The DSM driver also supports the ability to translate the SCSI-2 R/R commands into SCSI-3 Persistent Reservations (PR). This allows a volume to use all of the available controller paths rather than being restricted to a single Reservation Path as described above. This feature requires the DSM driver to establish a unique “reservation key” for each host. This key is stored in the Registry and is named “S2toS3Key.” If this key is present translations are performed; else, the “cloning” method mentioned above is used.
Clustering for Windows Server 2008 uses SCSI-3 Persistent Reservations natively, so the DSM driver does not perform any of the methods listed for SCSI-2 R/R. Translations still occur if the DSM driver is running in a Windows 2000 or 2003 server-based environment.
The MPIO solution relies on the DSM drivers to provide I/O routing, error resolution, and failover resolution. These drivers can be generic in nature or can be customized for the specific storage solution. As a result, multiple DSMs can be installed on a single host, each one potentially managing different storage arrays. Windows allows multiple copies of the same driver to run at the same time; however, the drive’s binary name must be different.
The SynchTimeout parameter determines the I/O timeout for synchronous requests generated by the DSM driver. Examples include the SCSI-2 to SCSI-3 PR translations and Inquiry commands used during device discovery.
If the SynchTimeout value is defined in the Registry key of the DSM driver, document it if the TimeOutValue of the MS Disk Driver is defined in the Registry, use the higher of the two values as the SynchTimeout value.
For example, if the SynchTimeout is 120 seconds and the TimeOutValue is 60 seconds, use 120 seconds for the value. If the SynchTimeout is 120 seconds and the TimeOutValue is 180 seconds, use 180 seconds for the value of the synchronous I/O requests for the DSM driver.
The following storage arrays are supported by the DSM driver.

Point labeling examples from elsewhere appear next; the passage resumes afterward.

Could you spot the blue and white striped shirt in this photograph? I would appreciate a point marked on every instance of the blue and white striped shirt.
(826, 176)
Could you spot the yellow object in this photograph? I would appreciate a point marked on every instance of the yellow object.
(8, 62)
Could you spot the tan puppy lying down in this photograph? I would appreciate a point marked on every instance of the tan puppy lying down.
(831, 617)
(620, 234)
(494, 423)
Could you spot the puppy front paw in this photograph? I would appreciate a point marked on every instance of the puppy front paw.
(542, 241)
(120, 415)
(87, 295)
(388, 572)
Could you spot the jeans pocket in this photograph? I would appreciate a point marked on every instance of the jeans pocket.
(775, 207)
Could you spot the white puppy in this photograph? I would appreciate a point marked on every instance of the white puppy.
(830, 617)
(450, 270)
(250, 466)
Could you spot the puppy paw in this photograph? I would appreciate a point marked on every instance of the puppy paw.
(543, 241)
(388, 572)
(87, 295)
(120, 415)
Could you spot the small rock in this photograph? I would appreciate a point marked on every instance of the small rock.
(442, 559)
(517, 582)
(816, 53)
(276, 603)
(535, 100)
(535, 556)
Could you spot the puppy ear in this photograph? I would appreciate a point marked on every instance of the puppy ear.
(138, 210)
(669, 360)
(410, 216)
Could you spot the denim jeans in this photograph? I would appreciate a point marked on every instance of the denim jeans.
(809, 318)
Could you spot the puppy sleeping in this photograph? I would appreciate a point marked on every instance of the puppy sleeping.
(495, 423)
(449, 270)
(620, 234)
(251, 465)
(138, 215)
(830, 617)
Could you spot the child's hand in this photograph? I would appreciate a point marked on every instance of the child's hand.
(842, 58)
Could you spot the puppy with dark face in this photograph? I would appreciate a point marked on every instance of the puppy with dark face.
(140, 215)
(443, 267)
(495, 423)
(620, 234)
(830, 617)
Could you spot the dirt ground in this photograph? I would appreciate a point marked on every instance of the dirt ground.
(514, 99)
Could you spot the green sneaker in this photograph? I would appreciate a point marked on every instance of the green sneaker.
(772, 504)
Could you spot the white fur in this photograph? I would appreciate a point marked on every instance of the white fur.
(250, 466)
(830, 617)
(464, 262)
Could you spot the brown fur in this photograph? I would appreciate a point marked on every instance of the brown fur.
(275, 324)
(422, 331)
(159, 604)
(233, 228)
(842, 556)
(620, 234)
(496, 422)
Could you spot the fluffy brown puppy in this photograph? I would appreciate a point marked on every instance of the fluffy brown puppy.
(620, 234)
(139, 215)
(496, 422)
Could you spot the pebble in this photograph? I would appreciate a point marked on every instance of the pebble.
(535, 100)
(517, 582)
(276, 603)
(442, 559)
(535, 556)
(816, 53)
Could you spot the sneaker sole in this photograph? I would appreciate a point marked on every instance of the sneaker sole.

For a failover driver to claim ownership over the default Disk.sys driver, you must modify two items during installation:
Installation of the failover drivers takes very little time compared to the required modifications to the device nodes in the Registry. Also, the installation takes very little time compared to restarting the devices.
Set the hardware and compatible IDs so that their IDs return an identifier known only to the failover driver’s INF configuration file. Use a filter driver that resides on the HBA bus driver. The HBA bus driver intercepts the identification process.
The plug-and-play (PnP) process is asynchronous, and, because it is event driven, no concept of completion exists. As a result, even though an installation has completed, PnP itself might continue through the driver re-initialization process.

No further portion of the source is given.